Back to Manifesto

Principle 12: Define and honour the platform contract

The platform’s job is to absorb operational complexity so that developers need not manage it themselves. In return, developers who stay within the contract receive its guarantees. Make this deal explicit — through service level objectives, documented ownership boundaries, and a published process for stepping off the path.

20 Practical Examples

  1. Publish a one-page platform contract — Write a clear, human-readable document that states what the platform provides (e.g., “99.9% pipeline availability during business hours”), what it requires from services (e.g., standard labels, health endpoints), and what it explicitly does not cover.

  2. Define SLOs for every platform component — Publish service level objectives (availability, latency, error rate) for CI/CD, artifact registry, secret management, and the developer portal. Post them in the developer documentation.

  3. Publish an ownership boundary map — Create a diagram or table that shows which team owns what: which Kubernetes components the platform team manages versus what product teams are responsible for, down to the namespace level.

  4. Document the supported resource request process — Publish a clear process for how teams request new platform capabilities: how to submit a request, what information is needed, who reviews it, and what the decision timeline is.

  5. Version the platform contract — Treat the platform contract as a versioned document. When the contract changes, publish a diff, communicate the change, and give teams time to adapt — just as you would a versioned API.

  6. Provide a written process for stepping off the golden path — Publish the steps for teams that need to diverge: what justification is required, who approves exceptions, how the exception is tracked, and when it is reviewed for removal.

  7. Enforce the contract through automated checks — Back up the contract’s requirements (labels, resource limits, health probes) with CI policy checks and admission controllers so compliance is verified continuously, not just during audits.
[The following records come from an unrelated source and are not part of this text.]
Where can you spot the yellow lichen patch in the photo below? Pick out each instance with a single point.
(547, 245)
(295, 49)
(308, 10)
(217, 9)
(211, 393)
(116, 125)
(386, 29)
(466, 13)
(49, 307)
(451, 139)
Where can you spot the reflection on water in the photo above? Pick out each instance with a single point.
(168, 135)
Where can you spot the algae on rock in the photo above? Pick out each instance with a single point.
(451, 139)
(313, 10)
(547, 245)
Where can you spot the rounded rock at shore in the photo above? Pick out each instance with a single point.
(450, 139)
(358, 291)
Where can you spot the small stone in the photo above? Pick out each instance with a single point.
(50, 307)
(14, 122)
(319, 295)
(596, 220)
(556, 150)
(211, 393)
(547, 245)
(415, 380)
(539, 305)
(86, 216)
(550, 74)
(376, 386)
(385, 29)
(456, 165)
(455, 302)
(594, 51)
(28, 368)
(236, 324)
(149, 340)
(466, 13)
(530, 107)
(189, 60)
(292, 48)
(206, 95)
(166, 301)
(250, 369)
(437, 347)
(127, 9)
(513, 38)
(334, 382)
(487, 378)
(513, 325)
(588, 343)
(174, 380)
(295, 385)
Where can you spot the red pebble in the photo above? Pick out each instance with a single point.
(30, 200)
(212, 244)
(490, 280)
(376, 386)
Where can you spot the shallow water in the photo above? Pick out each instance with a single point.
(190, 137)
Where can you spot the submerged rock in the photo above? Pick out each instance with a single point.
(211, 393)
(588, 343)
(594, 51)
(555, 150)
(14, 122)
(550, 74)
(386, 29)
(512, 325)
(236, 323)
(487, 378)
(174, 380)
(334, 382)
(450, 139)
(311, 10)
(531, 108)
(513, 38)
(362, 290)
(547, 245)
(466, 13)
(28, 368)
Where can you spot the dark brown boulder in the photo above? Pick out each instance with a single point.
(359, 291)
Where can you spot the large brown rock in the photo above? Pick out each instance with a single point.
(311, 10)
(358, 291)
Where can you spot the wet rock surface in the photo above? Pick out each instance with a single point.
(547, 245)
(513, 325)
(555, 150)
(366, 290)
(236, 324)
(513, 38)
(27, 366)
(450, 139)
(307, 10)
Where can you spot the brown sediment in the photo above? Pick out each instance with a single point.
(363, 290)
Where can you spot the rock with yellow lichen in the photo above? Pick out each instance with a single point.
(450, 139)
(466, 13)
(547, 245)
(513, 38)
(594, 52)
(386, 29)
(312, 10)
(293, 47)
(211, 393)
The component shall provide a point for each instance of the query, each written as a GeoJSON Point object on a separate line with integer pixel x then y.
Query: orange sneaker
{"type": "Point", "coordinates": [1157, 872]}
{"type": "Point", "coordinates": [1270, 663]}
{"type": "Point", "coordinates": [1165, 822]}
  8. Define and communicate breaking change policy — Document what constitutes a breaking change to the platform contract, how far in advance teams will be notified, and what migration support will be provided. Never break the contract silently.

  9. Publish an incident escalation matrix — Provide a clear matrix that tells product teams exactly who to contact for each type of platform incident, at what severity level, and through which channel — so they are never guessing during an outage.

  10. Set explicit data retention policies — State in the contract how long logs, metrics, traces, and artifacts are retained. Teams designing compliance or audit capabilities need to know this boundary before building, not after.

  11. Define “best-effort” vs. “supported” capabilities — Label each platform feature as “supported” (with SLO guarantees) or “best-effort” (available but without formal SLO). Teams need to know which tier a capability sits in before relying on it for production workloads.

  12. Run a quarterly contract review — Hold a structured review each quarter where the platform team and product team representatives assess whether the contract is still accurate, whether new obligations have emerged, and whether any guarantees need updating.

  13. Document what happens during platform maintenance windows — State in the contract when planned maintenance windows occur, how teams are notified, and what the expected behaviour of platform components is during those windows.

  14. Establish an SLA for exception reviews — When a team submits a request to diverge from the golden path, commit to a decision within a stated timeframe (e.g., five business days). Unanswered exception requests lead teams to bypass the process entirely.

  15. Publish a cost contract alongside the technical contract — Specify what platform infrastructure costs are covered centrally and what costs teams are responsible for. Unclear cost boundaries create billing surprises and strained relationships.

  16. Provide contract compliance reports to teams — Generate and send periodic reports to each product team showing which contract requirements they meet and which they do not, with links to remediation guidance.

  17. Create a contract FAQ — Maintain a living FAQ that answers the most common questions teams ask about the contract (“Can I use a different database?”, “Who handles TLS certificate renewal?”). Update it after every recurring support question.

  18. Link the platform contract in every service’s README template — Include a link to the current platform contract in the golden-path service template README so every new service owner reads it during onboarding.

  19. Hold the platform team accountable to the contract — Report SLO compliance for each platform component monthly, publicly within the engineering organisation. If the platform team misses SLOs, it should be as visible as a product team outage.

  20. Retire obligations the platform no longer needs — When a platform responsibility is transferred to a team or automated away, formally remove it from the contract and communicate the change. A contract that grows but never shrinks becomes unmanageable.